On Fri, 18 Jun 2004 07:38:32 +1000
Herbert Xu <herbert@xxxxxxxxxxxxxxxxxxx> wrote:
> Suppose that the MTU of 192.168.0.1 is 1500, and that the calculated MTU
> for the bundle is 1430.
> If there is a host 10.10.10.10 on the Internet or behind some sort
> a VPN where the path from 192.168.0.1 to it has an MTU of 1200,
> then by sending a 1430-byte packet to 10.10.10.10 from 192.168.0.2,
> we will get back an ICMP packet saying that the largest MTU for
> 192.168.0.2-10.10.10.10 is 1200.
> This will be successfully stored in the route entry. But the route
> entry's MTU is not used at all since the MTU of the bundle is deduced
> from the MTU of the path, 192.168.0.1. So we'll continue to send large
> packets to 10.10.10.10.
This is what Alexey is talking about.
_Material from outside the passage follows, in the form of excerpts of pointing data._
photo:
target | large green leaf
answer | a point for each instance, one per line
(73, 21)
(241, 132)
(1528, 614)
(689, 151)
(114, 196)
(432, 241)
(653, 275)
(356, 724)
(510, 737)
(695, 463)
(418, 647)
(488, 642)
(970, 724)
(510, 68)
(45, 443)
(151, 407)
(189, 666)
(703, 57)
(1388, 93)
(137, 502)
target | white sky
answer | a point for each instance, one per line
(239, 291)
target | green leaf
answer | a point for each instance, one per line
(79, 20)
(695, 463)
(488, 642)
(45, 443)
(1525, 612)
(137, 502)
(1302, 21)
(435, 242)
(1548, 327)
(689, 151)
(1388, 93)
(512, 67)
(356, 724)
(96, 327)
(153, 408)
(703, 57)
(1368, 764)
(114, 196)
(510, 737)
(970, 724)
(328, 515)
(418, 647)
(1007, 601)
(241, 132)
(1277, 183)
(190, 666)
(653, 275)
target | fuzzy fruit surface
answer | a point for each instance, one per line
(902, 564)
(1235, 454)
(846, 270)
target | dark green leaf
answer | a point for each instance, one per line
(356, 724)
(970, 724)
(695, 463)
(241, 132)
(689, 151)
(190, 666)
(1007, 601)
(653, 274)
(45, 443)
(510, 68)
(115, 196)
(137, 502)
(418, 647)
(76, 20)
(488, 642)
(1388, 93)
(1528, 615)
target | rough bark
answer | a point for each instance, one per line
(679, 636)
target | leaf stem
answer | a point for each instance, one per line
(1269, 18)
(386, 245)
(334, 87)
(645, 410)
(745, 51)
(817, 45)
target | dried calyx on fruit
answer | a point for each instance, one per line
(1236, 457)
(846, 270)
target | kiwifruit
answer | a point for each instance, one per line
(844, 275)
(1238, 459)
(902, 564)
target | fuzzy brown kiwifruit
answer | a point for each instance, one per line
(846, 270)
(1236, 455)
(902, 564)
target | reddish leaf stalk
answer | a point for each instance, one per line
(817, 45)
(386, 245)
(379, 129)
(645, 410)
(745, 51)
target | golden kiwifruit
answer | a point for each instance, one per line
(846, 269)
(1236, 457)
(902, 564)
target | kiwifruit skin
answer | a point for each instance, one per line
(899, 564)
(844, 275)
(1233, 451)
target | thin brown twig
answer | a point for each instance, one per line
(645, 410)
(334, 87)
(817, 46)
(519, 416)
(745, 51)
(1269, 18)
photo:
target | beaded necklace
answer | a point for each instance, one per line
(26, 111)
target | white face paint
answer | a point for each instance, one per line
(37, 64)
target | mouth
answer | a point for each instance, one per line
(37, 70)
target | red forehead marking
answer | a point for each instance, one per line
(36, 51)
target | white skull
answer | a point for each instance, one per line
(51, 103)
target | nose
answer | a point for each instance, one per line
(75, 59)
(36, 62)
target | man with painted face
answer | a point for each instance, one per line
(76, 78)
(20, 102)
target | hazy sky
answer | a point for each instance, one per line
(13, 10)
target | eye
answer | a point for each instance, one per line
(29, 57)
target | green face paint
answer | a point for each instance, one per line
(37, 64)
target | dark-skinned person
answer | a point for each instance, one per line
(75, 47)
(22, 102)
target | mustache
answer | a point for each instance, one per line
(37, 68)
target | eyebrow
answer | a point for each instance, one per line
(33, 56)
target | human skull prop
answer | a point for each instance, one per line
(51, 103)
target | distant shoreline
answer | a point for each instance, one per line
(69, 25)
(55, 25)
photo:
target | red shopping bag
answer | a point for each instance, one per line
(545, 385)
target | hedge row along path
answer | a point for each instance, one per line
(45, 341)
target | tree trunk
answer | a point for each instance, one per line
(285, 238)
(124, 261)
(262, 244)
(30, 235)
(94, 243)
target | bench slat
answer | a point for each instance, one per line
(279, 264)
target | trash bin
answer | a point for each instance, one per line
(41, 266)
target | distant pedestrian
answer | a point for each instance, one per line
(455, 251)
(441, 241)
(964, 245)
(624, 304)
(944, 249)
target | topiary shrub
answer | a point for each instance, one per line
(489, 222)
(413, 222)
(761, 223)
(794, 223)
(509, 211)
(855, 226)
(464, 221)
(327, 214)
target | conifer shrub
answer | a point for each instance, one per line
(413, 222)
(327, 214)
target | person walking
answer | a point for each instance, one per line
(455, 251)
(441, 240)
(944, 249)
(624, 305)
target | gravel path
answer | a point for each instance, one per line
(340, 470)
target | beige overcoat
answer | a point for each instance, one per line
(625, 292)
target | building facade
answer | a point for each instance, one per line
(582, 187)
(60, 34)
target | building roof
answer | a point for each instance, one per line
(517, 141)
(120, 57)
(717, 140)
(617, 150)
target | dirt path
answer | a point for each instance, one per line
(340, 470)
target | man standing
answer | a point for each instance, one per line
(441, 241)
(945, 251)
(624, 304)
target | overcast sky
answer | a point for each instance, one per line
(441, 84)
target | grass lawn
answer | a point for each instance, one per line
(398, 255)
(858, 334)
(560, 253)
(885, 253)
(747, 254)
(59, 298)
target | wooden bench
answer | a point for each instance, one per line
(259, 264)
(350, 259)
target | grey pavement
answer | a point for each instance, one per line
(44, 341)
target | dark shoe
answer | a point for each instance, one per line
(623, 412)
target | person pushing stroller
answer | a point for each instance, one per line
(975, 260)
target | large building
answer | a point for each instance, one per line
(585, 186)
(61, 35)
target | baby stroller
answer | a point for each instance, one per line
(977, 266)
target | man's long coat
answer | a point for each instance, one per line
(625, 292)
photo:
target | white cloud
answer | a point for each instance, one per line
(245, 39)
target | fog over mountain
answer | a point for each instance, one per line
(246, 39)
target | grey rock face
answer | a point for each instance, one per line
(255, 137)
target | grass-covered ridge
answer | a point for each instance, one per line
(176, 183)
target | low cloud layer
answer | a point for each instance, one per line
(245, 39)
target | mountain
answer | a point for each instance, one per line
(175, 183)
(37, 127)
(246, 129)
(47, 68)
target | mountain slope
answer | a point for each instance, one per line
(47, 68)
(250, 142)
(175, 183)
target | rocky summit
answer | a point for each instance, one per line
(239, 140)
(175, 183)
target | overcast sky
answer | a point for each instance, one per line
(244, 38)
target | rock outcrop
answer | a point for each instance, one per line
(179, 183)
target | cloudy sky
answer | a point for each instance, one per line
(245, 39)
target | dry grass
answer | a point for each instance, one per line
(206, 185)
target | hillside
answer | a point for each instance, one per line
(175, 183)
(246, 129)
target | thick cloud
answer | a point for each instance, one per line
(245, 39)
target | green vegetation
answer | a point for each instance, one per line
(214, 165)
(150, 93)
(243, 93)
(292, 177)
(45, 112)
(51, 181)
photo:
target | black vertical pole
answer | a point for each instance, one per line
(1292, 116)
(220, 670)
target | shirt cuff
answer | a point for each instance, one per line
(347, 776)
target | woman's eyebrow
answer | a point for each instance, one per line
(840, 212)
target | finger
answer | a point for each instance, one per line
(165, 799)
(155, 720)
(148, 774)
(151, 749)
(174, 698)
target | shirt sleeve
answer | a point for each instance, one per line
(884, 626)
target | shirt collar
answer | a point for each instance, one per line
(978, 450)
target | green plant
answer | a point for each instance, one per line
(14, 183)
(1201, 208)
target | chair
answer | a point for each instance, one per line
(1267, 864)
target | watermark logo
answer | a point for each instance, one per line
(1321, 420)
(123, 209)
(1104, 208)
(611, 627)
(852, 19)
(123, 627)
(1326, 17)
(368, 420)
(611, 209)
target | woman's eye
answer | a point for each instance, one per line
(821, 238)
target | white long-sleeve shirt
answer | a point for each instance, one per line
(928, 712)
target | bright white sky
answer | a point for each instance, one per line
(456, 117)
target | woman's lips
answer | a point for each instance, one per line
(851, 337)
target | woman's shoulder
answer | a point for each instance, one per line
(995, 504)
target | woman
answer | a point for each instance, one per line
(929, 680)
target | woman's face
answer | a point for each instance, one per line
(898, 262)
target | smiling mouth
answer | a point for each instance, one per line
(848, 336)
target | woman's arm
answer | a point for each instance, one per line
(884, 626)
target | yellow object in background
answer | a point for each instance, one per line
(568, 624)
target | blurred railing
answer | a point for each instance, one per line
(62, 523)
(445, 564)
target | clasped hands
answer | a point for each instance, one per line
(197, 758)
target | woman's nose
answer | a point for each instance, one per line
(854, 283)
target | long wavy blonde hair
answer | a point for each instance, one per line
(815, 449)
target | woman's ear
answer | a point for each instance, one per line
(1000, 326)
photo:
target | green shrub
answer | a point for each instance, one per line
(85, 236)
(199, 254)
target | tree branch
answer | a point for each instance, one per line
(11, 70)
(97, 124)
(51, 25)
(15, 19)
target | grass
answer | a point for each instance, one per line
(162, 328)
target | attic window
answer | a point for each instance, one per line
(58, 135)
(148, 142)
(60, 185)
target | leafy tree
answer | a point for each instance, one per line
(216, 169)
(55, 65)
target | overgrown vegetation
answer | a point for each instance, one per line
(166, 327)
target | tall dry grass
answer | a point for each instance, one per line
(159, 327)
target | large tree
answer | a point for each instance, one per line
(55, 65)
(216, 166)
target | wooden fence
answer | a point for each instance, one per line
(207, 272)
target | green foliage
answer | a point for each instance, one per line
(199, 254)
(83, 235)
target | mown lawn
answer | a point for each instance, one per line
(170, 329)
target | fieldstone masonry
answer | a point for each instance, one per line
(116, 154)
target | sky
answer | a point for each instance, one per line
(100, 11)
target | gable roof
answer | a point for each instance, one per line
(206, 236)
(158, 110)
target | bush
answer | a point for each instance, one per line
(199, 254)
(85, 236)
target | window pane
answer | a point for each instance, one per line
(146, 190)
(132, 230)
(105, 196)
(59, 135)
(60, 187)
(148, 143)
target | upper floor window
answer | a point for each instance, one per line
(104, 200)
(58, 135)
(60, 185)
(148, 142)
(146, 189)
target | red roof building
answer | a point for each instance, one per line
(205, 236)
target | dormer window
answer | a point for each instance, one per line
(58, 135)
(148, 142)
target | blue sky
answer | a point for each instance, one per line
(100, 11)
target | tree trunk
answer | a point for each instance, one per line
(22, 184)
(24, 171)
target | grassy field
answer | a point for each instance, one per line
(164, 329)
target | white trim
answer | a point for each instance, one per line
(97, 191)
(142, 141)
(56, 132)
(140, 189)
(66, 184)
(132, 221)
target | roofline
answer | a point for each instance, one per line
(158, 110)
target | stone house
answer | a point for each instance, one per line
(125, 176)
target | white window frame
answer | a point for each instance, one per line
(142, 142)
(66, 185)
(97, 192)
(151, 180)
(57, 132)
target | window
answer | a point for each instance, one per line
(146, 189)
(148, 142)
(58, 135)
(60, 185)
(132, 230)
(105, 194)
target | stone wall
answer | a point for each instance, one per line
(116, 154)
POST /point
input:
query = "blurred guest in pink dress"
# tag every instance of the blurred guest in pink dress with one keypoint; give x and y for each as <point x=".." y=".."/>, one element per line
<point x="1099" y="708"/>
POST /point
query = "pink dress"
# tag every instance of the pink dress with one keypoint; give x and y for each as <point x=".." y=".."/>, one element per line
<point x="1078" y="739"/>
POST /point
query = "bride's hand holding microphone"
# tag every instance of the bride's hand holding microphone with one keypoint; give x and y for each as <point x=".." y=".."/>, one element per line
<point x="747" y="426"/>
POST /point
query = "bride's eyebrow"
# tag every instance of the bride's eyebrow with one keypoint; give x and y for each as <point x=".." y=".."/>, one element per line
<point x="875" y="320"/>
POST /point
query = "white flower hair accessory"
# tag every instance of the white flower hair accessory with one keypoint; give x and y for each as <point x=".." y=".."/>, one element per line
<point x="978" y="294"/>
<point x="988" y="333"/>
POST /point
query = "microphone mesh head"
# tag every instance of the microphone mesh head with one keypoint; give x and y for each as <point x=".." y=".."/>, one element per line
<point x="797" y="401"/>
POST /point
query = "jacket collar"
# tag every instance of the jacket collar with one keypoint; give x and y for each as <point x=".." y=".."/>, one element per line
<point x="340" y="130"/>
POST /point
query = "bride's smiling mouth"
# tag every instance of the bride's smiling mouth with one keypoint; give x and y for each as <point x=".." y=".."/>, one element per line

When we send a packet out for
an IPSEC rule, we have to remember the inner (per-transform pre-tunnel)
IP addresses (keyed by outer IP address and ESP/AH spi) in order to get
the ICMP PMTU messages handled correctly. We don't do this right now,
it's difficult and complicated work.
Tunnels are where do absolutely the wrong thing right now and PMTU does
What happens in your example is:
transformed to --> [new IP hdr, ESP][Transformed PACKET]
ICMP's come back addressed to the IP address in "new IP hdr"
above. We need a way to go from that, plus the ESP spi, to the
inner transformed IP header information.
That is the missing link, and what we're not doing now.
It's an issue not specific to making the gateway be the sender of
the packet, it's an issue with tunnels in all cases currently.